Slow pace of innovation hurts sales as Vitamin Shoppe battles industry headwinds, CEO says

By Hank Schultz contact

- Last updated on GMT

Related tags: Vitamin shoppe, Dietary supplement

Slow pace of innovation hurts sales as Vitamin Shoppe battles industry headwinds, CEO says
The Vitamin Shoppe CEO Colin Watts said a slow pace of innovation in the supplements industry has hurt the company, which has relied on a rapid pace of new product launches to keep its shelves fresh. The company reported third quarter earnings that were more or less in line with analysts’ expectations but that represented only very weak sales growth.

Watts, who has been CEO of the supplements retailing giants since March having succeeded Tony Truesdale, said the company has dealt with a number of factors that have depressed results, chief of which is ongoing supplements industry headwinds. The industry overall has hit a soft patch, Watts said, which he attributed to two factors, of which the dearth of innovation is one.

“I think the issue that we are facing this year is, as opposed to even last year, the rate of new ingredients, new products, new forms that are coming into the market are less than we've seen in the past. And so when there isn't a lot of new in this category in particular, especially the retailer ends up taking a little bit earlier of a hit in that front, because the customer just doesn't have a reason to come in and see something new that's going on,”​ Watts told analysts on an earnings call that was posted in transcript form on the site seekingalpha.com​.

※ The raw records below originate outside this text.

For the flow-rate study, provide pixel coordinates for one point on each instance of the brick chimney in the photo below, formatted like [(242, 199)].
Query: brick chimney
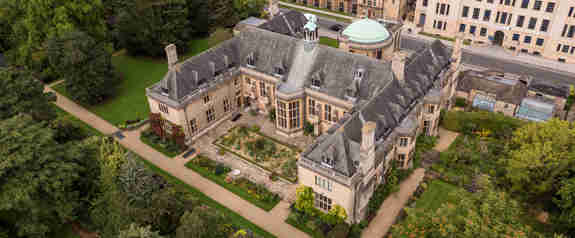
[(398, 65), (172, 54), (367, 147)]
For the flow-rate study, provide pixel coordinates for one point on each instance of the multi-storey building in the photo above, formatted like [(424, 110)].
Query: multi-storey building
[(538, 27), (367, 112), (395, 10)]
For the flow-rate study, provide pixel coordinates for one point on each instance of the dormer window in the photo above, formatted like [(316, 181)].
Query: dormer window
[(251, 60), (279, 71), (327, 161)]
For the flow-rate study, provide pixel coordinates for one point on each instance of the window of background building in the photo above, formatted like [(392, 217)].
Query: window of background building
[(486, 15), (475, 13), (520, 20), (532, 23), (210, 114), (483, 31), (550, 7), (544, 25), (525, 4), (537, 5)]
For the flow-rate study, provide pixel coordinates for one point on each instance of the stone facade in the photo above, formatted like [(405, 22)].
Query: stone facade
[(545, 28), (366, 112), (395, 10)]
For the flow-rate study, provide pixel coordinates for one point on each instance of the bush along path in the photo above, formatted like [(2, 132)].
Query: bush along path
[(272, 222)]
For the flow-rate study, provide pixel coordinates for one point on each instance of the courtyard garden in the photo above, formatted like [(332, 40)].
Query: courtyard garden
[(138, 73), (218, 173), (251, 145)]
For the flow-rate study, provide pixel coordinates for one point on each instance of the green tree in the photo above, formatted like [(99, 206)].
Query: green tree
[(203, 222), (145, 29), (36, 21), (487, 213), (305, 200), (85, 64), (135, 231), (539, 155), (21, 92), (566, 202), (43, 184)]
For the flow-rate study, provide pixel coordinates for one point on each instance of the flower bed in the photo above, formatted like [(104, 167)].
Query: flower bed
[(256, 194), (164, 145), (249, 144)]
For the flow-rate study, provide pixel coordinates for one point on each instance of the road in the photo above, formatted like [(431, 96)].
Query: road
[(538, 72)]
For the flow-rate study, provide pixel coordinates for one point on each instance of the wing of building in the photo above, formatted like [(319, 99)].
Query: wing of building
[(366, 112)]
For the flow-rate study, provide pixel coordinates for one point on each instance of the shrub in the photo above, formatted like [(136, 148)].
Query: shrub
[(220, 169), (341, 230)]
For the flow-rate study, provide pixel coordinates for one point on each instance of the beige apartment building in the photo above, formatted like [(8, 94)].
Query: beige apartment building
[(539, 27), (395, 10)]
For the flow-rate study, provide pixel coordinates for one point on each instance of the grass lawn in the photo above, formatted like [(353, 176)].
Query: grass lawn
[(328, 41), (240, 191), (236, 218), (69, 117), (138, 73), (340, 19), (436, 194)]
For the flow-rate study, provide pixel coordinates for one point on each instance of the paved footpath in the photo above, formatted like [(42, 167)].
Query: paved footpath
[(272, 221), (391, 207)]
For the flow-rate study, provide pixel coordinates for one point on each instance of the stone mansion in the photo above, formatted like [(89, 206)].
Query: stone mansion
[(366, 112)]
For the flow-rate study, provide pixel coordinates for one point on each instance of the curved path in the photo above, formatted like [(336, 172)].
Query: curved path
[(272, 221)]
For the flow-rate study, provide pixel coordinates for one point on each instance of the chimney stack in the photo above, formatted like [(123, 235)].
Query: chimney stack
[(213, 67), (367, 147), (456, 55), (398, 65), (172, 54)]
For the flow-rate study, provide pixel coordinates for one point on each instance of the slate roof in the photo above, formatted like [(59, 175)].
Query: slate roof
[(506, 90), (286, 23), (387, 109)]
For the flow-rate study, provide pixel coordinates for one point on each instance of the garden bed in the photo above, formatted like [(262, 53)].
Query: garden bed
[(165, 146), (249, 144), (254, 193)]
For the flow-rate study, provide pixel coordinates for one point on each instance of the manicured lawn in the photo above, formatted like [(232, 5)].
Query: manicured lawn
[(137, 74), (237, 219), (436, 194), (328, 41), (241, 191), (74, 120), (168, 150)]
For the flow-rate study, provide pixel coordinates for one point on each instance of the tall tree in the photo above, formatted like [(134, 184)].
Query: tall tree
[(21, 92), (85, 64), (43, 184), (146, 28), (539, 155), (44, 19)]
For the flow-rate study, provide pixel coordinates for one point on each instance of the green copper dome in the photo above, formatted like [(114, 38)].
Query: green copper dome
[(366, 31)]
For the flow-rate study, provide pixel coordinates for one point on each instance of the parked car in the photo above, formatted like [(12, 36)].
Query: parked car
[(336, 27)]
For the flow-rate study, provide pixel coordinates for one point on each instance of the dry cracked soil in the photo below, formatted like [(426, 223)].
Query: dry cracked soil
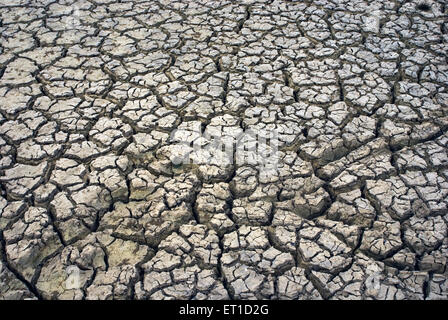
[(95, 96)]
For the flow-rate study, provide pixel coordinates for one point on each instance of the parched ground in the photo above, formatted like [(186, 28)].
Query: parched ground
[(95, 96)]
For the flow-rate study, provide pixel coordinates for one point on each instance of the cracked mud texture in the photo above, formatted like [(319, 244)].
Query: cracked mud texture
[(92, 90)]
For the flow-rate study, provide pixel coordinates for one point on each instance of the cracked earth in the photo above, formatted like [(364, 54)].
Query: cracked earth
[(92, 90)]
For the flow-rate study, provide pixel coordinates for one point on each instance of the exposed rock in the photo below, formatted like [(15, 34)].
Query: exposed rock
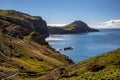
[(75, 27), (33, 23)]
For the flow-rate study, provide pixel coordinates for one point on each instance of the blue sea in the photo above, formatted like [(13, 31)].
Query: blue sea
[(86, 45)]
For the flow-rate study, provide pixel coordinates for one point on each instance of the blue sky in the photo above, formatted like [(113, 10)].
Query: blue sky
[(66, 11)]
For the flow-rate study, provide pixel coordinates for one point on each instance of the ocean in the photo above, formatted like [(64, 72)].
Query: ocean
[(86, 45)]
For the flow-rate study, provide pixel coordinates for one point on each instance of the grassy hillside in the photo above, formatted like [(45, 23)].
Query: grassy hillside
[(103, 67), (24, 53)]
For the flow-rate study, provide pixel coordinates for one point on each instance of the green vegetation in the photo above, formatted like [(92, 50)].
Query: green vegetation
[(25, 55)]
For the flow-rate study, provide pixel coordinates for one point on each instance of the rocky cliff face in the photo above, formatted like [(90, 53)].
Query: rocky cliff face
[(34, 23), (24, 53), (74, 27)]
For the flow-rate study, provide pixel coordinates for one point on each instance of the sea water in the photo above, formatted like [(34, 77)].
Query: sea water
[(86, 45)]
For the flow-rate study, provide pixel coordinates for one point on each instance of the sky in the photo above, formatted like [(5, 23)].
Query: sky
[(60, 12)]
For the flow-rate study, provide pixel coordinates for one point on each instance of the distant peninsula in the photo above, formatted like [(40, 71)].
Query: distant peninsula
[(77, 26)]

Watts also said negative media coverage that has focused on issues of equivocal studies and declining consumer trust, has played a role, too.  Vitamin Shoppe is moving forward with aggressive quality control improvements, he added.  Earlier this year the company entered into agreements with the attorneys general of Oregon and Vermont concerning the ingredient BMPEA.

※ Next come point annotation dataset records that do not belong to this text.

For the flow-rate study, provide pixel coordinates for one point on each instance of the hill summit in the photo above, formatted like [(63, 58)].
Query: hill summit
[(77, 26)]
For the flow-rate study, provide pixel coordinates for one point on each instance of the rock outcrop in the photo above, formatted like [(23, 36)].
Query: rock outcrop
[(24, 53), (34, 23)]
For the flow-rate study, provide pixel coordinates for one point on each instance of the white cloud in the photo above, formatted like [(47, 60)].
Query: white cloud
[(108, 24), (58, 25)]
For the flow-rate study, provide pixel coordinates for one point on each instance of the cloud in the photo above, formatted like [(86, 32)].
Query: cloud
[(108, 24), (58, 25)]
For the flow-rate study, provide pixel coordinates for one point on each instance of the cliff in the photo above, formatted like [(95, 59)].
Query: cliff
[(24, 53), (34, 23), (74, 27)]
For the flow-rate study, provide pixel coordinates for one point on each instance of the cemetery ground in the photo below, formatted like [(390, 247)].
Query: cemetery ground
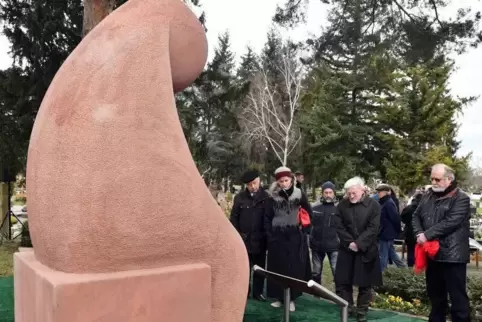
[(403, 292)]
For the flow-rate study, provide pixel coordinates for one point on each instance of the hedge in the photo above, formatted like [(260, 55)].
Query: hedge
[(405, 291)]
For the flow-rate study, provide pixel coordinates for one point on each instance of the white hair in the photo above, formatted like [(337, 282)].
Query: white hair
[(355, 181)]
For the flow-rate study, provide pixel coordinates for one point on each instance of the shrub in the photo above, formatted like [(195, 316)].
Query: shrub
[(402, 286), (404, 283), (25, 240)]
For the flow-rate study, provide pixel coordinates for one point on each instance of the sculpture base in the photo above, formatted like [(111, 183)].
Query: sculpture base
[(171, 294)]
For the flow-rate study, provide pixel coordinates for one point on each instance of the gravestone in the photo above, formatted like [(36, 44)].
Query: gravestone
[(123, 227)]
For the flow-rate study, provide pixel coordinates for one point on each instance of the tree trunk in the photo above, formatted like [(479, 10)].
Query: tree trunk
[(94, 12)]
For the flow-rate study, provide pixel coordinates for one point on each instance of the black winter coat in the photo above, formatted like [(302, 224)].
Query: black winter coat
[(323, 235), (446, 219), (407, 216), (390, 222), (248, 217), (358, 223)]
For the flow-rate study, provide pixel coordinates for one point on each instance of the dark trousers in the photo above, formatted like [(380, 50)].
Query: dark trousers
[(258, 280), (363, 300), (443, 279)]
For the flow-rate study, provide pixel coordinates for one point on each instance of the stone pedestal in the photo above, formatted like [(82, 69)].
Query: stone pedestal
[(169, 294)]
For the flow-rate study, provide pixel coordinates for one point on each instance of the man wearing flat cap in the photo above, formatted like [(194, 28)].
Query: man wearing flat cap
[(247, 216), (390, 227)]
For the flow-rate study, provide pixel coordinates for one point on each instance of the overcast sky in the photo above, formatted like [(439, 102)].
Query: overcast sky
[(249, 20)]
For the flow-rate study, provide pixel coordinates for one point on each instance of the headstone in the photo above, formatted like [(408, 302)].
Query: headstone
[(118, 212)]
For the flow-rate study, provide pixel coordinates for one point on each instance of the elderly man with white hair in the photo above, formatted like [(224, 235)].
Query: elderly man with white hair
[(358, 264), (443, 214)]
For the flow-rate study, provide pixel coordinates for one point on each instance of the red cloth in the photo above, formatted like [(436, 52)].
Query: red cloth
[(430, 249)]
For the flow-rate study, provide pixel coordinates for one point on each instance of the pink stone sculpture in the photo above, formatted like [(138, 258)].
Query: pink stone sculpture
[(112, 184)]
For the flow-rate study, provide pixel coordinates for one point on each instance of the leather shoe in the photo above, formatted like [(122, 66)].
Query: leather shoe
[(260, 298)]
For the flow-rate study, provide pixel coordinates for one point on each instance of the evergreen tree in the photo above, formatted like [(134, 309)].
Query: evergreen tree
[(42, 34), (211, 123), (420, 125)]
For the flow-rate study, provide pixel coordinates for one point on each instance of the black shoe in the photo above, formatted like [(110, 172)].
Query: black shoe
[(361, 315), (351, 312), (259, 298)]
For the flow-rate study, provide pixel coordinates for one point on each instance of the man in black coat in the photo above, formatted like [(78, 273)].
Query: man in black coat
[(358, 222), (443, 214), (410, 240), (323, 238), (247, 216)]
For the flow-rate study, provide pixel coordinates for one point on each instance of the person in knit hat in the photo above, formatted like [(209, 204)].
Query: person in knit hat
[(288, 252), (323, 237), (247, 216)]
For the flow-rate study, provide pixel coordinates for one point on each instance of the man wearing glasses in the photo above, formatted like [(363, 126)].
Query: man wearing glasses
[(443, 214)]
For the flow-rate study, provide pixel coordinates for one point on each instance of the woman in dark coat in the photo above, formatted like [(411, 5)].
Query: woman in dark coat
[(358, 222), (287, 242)]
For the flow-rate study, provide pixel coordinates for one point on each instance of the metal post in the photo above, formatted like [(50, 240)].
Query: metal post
[(344, 313), (287, 305)]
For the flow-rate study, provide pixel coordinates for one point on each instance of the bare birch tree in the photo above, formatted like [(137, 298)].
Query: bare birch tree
[(94, 12), (270, 114)]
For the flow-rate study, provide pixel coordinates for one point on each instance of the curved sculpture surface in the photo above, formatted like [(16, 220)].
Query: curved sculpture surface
[(112, 185)]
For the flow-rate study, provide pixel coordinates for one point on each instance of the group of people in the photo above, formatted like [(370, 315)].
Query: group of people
[(356, 233)]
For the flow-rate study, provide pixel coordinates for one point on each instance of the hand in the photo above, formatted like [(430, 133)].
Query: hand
[(421, 238), (353, 247)]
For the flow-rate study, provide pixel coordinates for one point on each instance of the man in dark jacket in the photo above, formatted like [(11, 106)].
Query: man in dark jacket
[(300, 178), (358, 263), (390, 227), (443, 214), (323, 239), (247, 216), (410, 240)]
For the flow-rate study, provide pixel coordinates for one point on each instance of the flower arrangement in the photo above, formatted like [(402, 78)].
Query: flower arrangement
[(396, 303)]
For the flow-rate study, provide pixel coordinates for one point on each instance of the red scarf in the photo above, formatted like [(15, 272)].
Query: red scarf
[(430, 249)]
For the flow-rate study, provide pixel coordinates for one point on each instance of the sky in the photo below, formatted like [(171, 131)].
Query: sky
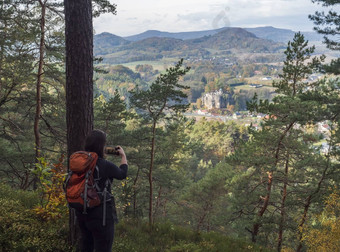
[(136, 16)]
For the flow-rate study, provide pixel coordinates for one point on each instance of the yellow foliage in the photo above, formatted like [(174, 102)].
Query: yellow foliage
[(54, 200), (324, 234)]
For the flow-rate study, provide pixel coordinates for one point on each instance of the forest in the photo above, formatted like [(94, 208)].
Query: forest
[(192, 185)]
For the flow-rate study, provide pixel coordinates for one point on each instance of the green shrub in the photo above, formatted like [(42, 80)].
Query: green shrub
[(136, 236), (22, 230)]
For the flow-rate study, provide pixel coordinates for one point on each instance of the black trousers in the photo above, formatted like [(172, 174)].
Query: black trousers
[(95, 236)]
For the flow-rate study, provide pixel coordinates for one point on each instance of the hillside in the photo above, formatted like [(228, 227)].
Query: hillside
[(116, 50), (236, 38), (266, 32), (281, 35), (176, 35), (105, 42)]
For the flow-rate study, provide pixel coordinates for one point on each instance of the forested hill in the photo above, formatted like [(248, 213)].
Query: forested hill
[(115, 49)]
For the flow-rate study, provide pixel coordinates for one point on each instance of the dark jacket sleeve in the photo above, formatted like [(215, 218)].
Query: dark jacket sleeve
[(116, 172)]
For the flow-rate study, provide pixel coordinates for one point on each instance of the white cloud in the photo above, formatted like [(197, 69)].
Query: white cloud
[(135, 16)]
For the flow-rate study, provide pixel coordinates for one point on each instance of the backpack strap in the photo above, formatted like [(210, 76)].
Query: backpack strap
[(105, 192), (85, 192)]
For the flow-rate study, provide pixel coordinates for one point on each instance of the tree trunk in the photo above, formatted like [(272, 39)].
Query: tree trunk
[(283, 212), (257, 225), (308, 204), (79, 80), (135, 193), (38, 87), (150, 173)]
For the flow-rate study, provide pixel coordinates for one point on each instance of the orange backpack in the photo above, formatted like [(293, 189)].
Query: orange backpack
[(81, 188)]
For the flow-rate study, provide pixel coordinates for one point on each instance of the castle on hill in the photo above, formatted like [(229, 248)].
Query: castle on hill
[(217, 99)]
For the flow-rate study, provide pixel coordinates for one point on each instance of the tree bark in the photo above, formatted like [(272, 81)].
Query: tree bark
[(150, 173), (79, 72), (257, 225), (79, 80), (283, 202), (38, 86)]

Watts took the unusual step of publicly acknowledging during the earnings call of the most recent interaction with Rosenblum, who had questioned the presence of the ingredient picamilon in some of the products sold by Vitamin Shoppe.

“Once we received official word that the FDA had taken a position about picamilon not being recognized as a dietary supplement, we moved swiftly to withdraw any picamilon-containing product, all of which were third-party manufactured, from our stores and our website,” ​Watts said. 

“And one of the things we are working very, very hard is to make sure we maintain a high quality standard and continue to rebuild trust with customers and move forward,”​ he added.

Understanding the consumer

Watts said the company had incurred some unusual costs during the quarter relating to detailed consumer research it had undertaken to better understand its core consumers with an eye toward streamlining the company’s dizzying array of brands as the company moves forward with its “reinvention plan.” The company will continue to stand for offering a plethora of choices on the shelf, but wanted to better understand where that could be too much of a good thing, he said.

“I think we take a lot of pride in the fact that we have always been the place that has been a destination for assortment. Both online and in-store, and I think we intend to continue to hold a bit of that leadership role as we move forward,” ​he said.

“That being said, we certainly feel that there are efficiencies that can be had. I will use that an often overused term, I think we believe and our merchandising team believes strongly there's an opportunity to curate our assortment more aggressively because we see a lot of new people who come into the category that are a bit overwhelmed by the amount of choice that they face when they walk into not just our stores but the category overall,”​ Watts said.

Ultimately, Watts said, he wants the company to be in a better position to generate demand out of its own resources, rather than being at the mercy of the category as a whole.  Part of that will be driving innovation out of its fairly newly acquire Nutri-Force contract manufacturing subsidiary, whose integration is proving to be more difficult that originally anticipated.

“I expect as we go into 2016 and beyond, part of the main reason for this customer reinvention work that we're doing is to make sure that we can build out and put more investment behind some of the demand generation capabilities that are within our own control, so we are a little less reliant on some of the vagaries of how the category overall is playing one way or another,”​ he said.

Earnings details

For the quarter, total net sales increased 1.6% to $313.9 million compared to $308.9 million in the same period of the prior year. Reported fully-diluted earnings per share in third quarter 2015 were $0.48, compared with $0.40 in third quarter 2014. Excluding non-operating items in both periods, adjusted EPS was $0.52 and $0.47, respectively.